If there is a caveat – and there shouldn’t be considering the resources at the ECB’s disposal – it is that Bayliss was seen as a coach to improve the team’s fortunes in limited-overs cricket. On that front, he’s sticking to the task: 34 wins from 52 matches in ODIs, with the blemish of a semi-final defeat to Pakistan in the 2017 Champions Trophy.

England also made it to the final of the World T20 in 2016, coming within a few mishits of matching their winning efforts in 2010. As much as there is temptation to lay this Ashes despair at Bayliss’ door, he is doing good work in other areas.

Rarely have England been so watchable in coloured clothing, packed full of dynamic ball-strikers like Jos Buttler, Ben Stokes, Alex Hales, Jason Roy and others who have thrived on a licence to thrill. And with that has come an appreciation of white ball cricket as a whole that England gone without for the longest time. Unfortunately, Bayliss has not been able to impart that kind of clarity to the men in white.

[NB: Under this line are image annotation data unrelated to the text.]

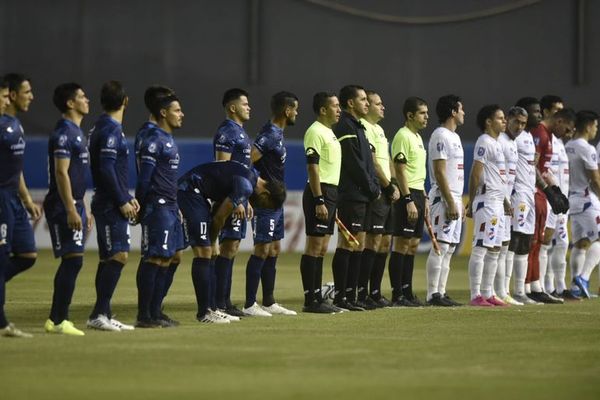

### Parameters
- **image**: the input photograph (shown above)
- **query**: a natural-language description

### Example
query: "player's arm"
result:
[54,157,83,231]
[19,172,42,221]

There’s a repetitiveness to England’s play that Australia were able to rely on, especially during the moments when it looked like the tourists might just match them. Wickets just before stumps were as regular as clockwork, so too boundary balls just when pressure was being built in the field. Steve Smith’s side knew, whatever the situation, mistakes were around the corner.

So, what to do…

Well, nothing for now. ECB chairman Colin Graves and chief executive Tom Harrison have, separately, stated that Bayliss’ job is secure.


Those assurances were given prior to Bayliss’ statement on his future, but both would have known of his intentions and a word of support in these circumstances is merely a formality.

But how much time can pass with so little progress made? England, lest we forget, still don’t have a set opener, number three or noteworthy quick behind James Anderson and Stuart Broad – before something is done.

Pakistan and India tour this summer (two and five Tests, respectively), both with good memories against a team with the same problems they had when they last met in 2016. Defeat in both series will leave Bayliss’ position borderline untenable, but ousting him then, on the eve of a home World Cup would be disastrous.

It may be an option that the Australian continues his work with the white-ball while another coach is brought in to work with the Test side ahead of taking over full-time at the end of 2019.

Such a move may undermine Bayliss, who has promised to ensure the groundwork is in place for his successor ahead of the next overseas Ashes. But it might also work in his favour. He still lives in Australia and, when the schedule allows it, ensures he gets back home as much as possible. Taking him out of the Test cycle will enable him to perfect that work-life balance.